Syllabus

OverviewIntra-procedural dataflow analyses. Virtually all data-flow analyses are formulated as fixed-point iterations that propagate static program abstractions through a control-flow graph using flow functions over an abstract domain. The so-called monotone framework defines a unified conceptual framework that allows program analysts to define their analyses in a template-driven style. We will discuss how this framework works, and why it works and what constraints it imposes on the flow functions the user needs to supply. (For instance, to avoid infinite recursions, the definitions need to adhere to the ascending-chain condition.)

Off-the-shelf call-graph and pointer analyses. We will first talk about how the monotone framework can be used to solve intra-procedural data-flow analysis problems, i.e., analyzing one single method at a time. Such analyses have their limitations but they have the advantage of being easy to write, fast to execute and on top of that they can be computed fully modularly. To be able to extend intra-procedural analyses to inter-procedural analyses, i.e., analyses that operate on the whole program, one requires a so-called call graph which represents the programs calling structure. We will thus explain current call-graph construction algorithms, their properties and relative tradeoffs. As students will learn, all precise call-graph analyses for object-oriented languages require a points-to analysis as well, which decides which types of objects a program variable may point to. We will thus be discussing important points-to analysis algorithms as well. The algorithms we discuss at this point are “off-the-shelf” algorithms that can be used for many purposes, only one of which is call-graph construction.

Inter-procedural dataflow analyses. Next we will discuss how to extend the monotone framework to conduct inter-procedural analysis problems using a call graph, assuming this call graph was constructed ahead of time.
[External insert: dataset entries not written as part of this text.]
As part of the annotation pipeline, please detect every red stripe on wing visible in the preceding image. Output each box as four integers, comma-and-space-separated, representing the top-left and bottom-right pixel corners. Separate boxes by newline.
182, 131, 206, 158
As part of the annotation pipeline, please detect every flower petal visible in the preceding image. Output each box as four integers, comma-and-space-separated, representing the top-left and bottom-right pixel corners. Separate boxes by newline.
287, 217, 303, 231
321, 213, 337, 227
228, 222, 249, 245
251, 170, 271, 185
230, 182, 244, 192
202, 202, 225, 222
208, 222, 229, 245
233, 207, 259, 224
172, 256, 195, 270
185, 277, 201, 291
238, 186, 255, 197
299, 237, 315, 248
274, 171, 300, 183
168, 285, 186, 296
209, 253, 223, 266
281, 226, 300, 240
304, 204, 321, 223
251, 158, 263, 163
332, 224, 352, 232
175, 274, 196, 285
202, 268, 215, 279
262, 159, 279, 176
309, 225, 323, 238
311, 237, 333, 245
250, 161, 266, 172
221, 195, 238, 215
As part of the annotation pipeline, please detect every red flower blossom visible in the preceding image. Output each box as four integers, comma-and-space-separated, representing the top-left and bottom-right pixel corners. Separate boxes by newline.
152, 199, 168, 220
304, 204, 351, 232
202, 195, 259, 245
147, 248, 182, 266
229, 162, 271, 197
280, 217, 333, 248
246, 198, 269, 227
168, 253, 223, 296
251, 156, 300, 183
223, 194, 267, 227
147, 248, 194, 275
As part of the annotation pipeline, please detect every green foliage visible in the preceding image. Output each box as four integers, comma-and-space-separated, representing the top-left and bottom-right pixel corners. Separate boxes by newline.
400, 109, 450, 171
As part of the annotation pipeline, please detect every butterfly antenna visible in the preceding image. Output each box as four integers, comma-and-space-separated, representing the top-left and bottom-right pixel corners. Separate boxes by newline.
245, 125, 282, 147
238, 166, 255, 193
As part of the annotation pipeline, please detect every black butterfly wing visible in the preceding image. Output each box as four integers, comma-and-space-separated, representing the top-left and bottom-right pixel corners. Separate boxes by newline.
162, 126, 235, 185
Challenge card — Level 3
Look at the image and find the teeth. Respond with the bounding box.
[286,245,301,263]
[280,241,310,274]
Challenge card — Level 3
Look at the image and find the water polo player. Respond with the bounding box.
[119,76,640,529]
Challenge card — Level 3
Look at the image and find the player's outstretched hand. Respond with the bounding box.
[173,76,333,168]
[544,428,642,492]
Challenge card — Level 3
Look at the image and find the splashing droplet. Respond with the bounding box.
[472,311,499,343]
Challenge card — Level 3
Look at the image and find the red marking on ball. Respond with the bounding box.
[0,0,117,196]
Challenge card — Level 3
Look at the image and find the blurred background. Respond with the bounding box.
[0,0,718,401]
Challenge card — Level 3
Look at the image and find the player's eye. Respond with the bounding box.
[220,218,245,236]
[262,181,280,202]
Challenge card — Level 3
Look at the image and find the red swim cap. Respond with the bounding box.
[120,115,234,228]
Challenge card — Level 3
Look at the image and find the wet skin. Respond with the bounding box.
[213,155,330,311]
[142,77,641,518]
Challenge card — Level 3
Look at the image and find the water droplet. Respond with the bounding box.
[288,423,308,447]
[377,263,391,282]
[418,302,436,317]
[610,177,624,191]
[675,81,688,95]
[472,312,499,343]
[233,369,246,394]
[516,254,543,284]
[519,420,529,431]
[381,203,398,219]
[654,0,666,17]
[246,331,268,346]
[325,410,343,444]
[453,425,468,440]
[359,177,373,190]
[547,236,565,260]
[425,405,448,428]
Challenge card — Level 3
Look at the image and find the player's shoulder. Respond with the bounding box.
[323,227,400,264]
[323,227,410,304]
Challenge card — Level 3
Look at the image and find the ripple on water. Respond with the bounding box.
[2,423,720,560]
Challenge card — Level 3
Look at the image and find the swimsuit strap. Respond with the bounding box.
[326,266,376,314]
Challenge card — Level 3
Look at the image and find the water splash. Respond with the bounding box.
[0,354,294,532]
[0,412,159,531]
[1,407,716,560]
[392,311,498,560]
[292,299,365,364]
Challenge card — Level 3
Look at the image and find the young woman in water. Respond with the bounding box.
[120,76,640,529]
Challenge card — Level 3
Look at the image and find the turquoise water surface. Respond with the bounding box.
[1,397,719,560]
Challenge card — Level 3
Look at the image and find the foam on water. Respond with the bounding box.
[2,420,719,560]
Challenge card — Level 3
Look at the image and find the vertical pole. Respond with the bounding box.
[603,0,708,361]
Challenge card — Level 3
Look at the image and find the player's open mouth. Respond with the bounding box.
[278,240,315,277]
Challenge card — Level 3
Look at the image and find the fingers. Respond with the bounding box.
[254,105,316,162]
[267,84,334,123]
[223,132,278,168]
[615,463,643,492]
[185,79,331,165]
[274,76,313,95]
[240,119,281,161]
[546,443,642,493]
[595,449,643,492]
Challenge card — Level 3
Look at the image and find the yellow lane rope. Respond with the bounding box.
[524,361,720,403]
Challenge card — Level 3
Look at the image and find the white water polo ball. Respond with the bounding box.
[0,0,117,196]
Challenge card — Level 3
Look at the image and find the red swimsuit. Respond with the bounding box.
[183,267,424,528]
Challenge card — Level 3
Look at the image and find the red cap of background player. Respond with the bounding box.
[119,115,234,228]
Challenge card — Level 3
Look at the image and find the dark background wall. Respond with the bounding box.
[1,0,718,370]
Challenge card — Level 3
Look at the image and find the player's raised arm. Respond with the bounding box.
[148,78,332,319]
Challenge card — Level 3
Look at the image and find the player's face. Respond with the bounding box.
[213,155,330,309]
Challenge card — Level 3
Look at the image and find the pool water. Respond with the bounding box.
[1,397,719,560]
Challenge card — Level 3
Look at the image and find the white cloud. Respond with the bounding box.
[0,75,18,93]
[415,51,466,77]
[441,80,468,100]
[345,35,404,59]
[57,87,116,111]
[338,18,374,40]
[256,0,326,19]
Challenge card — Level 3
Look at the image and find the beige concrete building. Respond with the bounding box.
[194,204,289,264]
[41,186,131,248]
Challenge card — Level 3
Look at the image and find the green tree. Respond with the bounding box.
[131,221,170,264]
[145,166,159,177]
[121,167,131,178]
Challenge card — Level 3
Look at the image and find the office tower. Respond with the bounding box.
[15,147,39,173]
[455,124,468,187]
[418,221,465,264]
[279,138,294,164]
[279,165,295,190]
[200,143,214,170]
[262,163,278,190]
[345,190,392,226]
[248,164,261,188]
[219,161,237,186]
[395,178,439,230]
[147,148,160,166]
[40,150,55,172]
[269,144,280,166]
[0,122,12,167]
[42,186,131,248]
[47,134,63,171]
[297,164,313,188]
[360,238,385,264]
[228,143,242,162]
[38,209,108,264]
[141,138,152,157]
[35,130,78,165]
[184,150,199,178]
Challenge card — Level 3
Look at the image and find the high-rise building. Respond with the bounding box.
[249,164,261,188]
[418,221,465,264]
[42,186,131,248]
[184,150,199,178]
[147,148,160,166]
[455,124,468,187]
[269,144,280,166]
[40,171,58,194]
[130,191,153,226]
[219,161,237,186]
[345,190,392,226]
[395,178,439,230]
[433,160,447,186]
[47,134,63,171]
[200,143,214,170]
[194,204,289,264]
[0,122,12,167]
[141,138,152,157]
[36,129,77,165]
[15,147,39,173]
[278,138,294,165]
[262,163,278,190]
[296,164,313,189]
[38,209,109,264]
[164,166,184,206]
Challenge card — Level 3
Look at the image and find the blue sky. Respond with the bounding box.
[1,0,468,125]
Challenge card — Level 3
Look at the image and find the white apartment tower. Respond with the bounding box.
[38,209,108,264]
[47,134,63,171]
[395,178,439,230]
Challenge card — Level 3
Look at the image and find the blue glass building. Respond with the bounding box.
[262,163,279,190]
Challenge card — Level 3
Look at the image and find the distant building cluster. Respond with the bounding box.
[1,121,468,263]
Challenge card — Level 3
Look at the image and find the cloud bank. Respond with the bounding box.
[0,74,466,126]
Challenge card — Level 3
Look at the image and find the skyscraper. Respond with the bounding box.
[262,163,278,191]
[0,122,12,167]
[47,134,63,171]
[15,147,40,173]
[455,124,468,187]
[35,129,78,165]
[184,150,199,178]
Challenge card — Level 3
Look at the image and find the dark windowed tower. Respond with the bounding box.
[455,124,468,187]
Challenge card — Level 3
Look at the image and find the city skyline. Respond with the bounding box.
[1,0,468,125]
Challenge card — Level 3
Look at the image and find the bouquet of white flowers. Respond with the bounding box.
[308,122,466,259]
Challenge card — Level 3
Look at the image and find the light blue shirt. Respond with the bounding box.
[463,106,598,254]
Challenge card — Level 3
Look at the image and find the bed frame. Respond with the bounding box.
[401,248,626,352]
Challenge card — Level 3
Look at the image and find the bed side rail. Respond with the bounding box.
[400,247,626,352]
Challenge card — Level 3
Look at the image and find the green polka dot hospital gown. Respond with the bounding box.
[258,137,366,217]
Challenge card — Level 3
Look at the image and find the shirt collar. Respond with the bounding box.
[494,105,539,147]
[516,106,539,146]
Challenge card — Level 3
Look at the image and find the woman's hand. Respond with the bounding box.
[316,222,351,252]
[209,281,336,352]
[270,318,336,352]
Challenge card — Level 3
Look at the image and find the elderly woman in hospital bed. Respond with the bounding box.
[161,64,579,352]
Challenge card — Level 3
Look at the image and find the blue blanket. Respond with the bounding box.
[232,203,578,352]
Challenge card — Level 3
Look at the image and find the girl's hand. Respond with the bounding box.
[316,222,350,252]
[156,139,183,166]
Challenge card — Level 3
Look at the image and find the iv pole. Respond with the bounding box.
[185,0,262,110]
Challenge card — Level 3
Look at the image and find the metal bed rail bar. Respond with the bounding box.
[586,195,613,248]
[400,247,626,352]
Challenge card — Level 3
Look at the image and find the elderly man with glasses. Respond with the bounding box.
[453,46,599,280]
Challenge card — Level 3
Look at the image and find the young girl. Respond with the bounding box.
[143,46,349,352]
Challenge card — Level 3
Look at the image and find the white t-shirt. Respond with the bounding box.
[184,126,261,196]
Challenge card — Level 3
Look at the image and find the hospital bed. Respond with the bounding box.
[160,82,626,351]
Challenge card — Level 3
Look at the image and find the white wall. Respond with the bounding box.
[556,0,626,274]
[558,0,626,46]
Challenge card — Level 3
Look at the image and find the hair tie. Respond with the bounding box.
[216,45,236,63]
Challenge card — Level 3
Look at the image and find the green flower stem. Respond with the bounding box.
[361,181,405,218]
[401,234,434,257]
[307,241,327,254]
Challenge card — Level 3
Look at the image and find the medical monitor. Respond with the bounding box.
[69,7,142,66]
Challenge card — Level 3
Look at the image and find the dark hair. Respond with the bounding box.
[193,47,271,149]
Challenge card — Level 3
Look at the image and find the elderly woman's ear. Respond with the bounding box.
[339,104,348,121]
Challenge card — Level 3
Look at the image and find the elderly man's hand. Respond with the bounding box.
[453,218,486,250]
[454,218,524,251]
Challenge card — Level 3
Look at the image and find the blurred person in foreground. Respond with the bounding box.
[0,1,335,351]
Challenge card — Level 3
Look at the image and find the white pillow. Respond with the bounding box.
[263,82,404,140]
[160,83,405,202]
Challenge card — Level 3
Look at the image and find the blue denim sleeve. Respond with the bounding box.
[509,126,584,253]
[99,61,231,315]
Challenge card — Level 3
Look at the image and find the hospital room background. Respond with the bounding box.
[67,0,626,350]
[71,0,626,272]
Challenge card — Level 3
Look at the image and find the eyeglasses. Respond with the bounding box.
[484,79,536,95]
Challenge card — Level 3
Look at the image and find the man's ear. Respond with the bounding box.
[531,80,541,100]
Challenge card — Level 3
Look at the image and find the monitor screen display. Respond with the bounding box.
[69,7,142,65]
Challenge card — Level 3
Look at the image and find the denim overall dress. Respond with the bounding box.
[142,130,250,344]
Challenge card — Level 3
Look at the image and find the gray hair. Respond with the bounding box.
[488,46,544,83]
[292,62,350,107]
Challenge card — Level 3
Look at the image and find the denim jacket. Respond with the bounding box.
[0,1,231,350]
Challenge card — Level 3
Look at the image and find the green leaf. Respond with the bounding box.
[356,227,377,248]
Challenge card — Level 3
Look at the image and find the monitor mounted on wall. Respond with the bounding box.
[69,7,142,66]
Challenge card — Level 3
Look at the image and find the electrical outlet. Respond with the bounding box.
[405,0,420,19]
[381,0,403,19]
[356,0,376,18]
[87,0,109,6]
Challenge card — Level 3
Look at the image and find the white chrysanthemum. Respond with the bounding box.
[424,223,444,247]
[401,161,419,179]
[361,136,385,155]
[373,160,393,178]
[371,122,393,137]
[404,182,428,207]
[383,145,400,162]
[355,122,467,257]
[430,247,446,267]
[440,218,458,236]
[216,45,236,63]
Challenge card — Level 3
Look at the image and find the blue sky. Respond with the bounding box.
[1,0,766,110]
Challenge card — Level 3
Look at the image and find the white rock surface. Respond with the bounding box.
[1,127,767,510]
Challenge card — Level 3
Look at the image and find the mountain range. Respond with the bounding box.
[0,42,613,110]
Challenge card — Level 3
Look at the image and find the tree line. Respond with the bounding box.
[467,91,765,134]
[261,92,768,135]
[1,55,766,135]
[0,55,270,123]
This involves mainly the passing of parameter and return values. We will briefly hint at complications arising from unstructured inter-procedural flows such as through exceptions or multi-threaded executions. More importantly, though, students will learn that inter-procedural analyses in the traditional monotone framework has the inherent limitation that it cannot distinguish realizable paths from unrealizable paths. We will discuss how this problem can be addressed by taking context information into account.

Call-strings approach vs. Functional approach. One commonly distinguishes two different classes of approaches to conducting context-sensitive inter-procedural data-flow analyses. The call-strings approach matches calls and returns by tagging data-flow values with a call string, while the functional approach computes summary functions for methods that are then re-applied in each calling contexts. Both approaches have their tradeoffs which we will discuss in detail. First, will talk about the (more traditional) call-strings approach.

Call strings and value-based termination. The call-strings approach has the advantage of being very generally applicable and being relatively easy to understand, however it also has the disadvantage of being very expensive to compute. The problem is that programs can expose a number of calling contexts that is exponential in the size of the call graph (which is already large). We will discuss how value-based termination can limit the number of calling contexts to consider, without any loss of precision. Next, we switch to discussing the functional approach…

IFDS and IDE. Reps, Sagiv and Horwitz have developed two frameworks for the particularly efficient inter-procedural context-sensitive data-flow analysis using the functional approach. IFDS solves Inter-procedural Finite Distributive Subset Problems in which the analysis domain is finite (albeit possibly large) and in which the merge operator must be set union. Within these constraints, IFDS defines a very efficient solution algorithm. by reducing the program-analysis problem through a pure graph-reachability problem. This is achieved by not only encoding the program but also the flow function in a graph representation. IDE extends IFDS by computing distributive functions as values, which are then, in a second step, applied to a special value domain. IDE is more expressive than IFDS and can thus be used to solve certain classes of problems more precisely and/or efficiently than a pure IFDS implementation.

SPLlift. As a great example showcasing the difference of IFDS and IDE we will showcase SPLlift, a framework for analyzing software product lines developed at TU Darmstadt. SPLlift takes an IFDS-analysis for regular Java programs as an input but then converts this analysis into a version that can automatically be applied to entire Java-based product lines. This converted IFDS solver is, in essence, an IDE solver.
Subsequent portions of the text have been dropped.